The Lost Ones by Sheena Kamal

The Lost Ones by Sheena Kamal

Nora is the research assistant for a Vancouver PI and is doing her best to keep her head above water. After a horrific incident in her past she fell into the bottle but has been sober for years. She has made a life for herself; she even has a dog. Her life doesn’t seem like much to outsiders or her sister, but Nora is basically content illegally living in the basement of her office building saving up for better times. She’s starting to think she may have enough savings to start looking for an apartment when the distraught parents of a missing teenager contact her to meet with them. They aren’t looking for her boss, they want Nora’s help. Through a paperwork mishap years ago they have always know the name of their daughter’s birth mother, Nora Watts, and they think their daughter may have been searching for the mother who gave her up for adoption when she disappeared.

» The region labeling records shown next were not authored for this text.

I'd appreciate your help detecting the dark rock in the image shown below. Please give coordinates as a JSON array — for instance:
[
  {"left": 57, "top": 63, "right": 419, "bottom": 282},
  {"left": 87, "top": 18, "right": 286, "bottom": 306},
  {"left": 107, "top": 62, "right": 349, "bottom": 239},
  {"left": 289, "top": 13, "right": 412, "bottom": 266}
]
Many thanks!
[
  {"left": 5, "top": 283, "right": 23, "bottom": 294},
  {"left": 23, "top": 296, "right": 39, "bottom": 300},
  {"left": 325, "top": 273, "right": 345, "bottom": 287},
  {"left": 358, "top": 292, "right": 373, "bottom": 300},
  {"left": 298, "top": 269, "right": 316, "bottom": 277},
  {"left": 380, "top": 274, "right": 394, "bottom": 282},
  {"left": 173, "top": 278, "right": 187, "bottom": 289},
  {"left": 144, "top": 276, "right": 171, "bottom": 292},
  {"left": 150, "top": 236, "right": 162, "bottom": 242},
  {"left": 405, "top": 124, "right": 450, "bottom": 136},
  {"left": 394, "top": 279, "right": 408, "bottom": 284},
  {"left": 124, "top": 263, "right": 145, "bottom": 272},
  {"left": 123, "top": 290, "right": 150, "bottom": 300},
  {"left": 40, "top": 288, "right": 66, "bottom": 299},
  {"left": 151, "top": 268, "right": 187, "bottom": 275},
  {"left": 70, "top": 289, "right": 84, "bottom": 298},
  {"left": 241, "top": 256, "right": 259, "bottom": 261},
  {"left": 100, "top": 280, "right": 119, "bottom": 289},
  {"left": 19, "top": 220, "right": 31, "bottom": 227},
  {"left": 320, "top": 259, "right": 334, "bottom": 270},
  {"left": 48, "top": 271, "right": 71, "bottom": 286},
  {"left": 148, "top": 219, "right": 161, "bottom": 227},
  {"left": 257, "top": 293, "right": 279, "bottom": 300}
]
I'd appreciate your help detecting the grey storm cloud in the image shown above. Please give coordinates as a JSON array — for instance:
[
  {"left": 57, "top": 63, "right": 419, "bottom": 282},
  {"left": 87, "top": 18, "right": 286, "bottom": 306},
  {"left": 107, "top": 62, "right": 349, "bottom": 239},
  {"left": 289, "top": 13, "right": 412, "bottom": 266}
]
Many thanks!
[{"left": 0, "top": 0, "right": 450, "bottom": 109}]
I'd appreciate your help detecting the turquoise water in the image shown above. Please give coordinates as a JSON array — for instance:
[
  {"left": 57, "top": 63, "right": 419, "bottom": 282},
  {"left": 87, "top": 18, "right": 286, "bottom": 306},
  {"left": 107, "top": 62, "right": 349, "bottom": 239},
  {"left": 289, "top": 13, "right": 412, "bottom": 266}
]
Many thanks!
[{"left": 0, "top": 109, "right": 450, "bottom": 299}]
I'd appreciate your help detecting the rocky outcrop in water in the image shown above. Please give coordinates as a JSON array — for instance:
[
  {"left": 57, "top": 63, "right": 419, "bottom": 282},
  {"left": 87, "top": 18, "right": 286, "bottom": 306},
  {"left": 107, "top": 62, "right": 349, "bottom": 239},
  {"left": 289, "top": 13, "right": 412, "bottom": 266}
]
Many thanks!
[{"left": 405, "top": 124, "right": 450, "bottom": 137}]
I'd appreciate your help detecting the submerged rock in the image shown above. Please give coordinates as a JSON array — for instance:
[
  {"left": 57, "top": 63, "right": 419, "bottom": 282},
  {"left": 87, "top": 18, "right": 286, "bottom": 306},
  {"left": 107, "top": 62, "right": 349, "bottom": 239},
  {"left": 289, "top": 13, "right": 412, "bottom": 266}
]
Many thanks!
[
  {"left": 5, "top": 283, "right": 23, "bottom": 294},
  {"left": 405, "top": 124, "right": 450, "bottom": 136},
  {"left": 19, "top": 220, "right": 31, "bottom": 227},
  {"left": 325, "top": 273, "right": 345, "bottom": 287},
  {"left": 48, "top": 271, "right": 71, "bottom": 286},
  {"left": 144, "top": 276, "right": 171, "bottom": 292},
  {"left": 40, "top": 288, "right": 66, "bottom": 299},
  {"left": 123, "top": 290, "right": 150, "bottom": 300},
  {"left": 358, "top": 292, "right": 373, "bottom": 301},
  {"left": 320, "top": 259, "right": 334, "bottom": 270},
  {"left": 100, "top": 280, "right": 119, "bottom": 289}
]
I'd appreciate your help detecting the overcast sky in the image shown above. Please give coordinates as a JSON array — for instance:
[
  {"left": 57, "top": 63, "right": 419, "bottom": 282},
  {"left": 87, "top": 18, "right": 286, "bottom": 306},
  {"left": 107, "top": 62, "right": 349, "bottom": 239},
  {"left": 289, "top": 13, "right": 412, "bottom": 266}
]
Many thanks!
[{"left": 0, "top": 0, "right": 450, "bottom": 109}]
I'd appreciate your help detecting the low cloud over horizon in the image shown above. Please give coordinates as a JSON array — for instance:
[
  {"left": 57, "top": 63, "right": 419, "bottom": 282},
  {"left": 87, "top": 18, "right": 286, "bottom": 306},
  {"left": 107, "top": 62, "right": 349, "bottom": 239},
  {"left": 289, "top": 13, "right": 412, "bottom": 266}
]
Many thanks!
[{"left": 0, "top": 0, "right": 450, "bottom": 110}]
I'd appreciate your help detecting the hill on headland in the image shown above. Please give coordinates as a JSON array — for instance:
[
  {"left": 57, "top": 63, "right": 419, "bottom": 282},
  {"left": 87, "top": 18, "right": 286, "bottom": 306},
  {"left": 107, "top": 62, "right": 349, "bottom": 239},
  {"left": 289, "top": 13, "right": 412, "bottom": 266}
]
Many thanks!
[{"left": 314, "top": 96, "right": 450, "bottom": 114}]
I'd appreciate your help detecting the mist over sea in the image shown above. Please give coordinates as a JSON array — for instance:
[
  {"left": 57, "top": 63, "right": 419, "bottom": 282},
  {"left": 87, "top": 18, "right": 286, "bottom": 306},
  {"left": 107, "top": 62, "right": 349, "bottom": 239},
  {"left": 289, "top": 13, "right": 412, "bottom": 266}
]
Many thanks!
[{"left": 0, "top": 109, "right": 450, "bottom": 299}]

Nora would like to kid herself that she hasn’t thought about her daughter since she gave birth, but she has (especially since Nora woke up after a six month coma to find herself very pregnant with little memory of the events leading up to the discovery of her battered body by a hiker.) Nora’s really mad because she gave the baby up knowing the child would have a better life than with her and now she finds out the child, a teenager, has run away from home before. What kind of life did she give her daughter when she gave her up? Will Nora be able to find her? What if the mystery surrounding her daughter’s disappearance has bearing on Nora’s past?

This is a dark and gritty novel with a heroine that you at turns empathize with and dislike. She doesn’t always make good decisions, but when her backstory is revealed her attitudes and choices make more sense. As the layers of the mystery are peeled back as a reader you begin to feel the paranoia alongside Nora: who are her friends, who are her enemies and why do they want her daughter?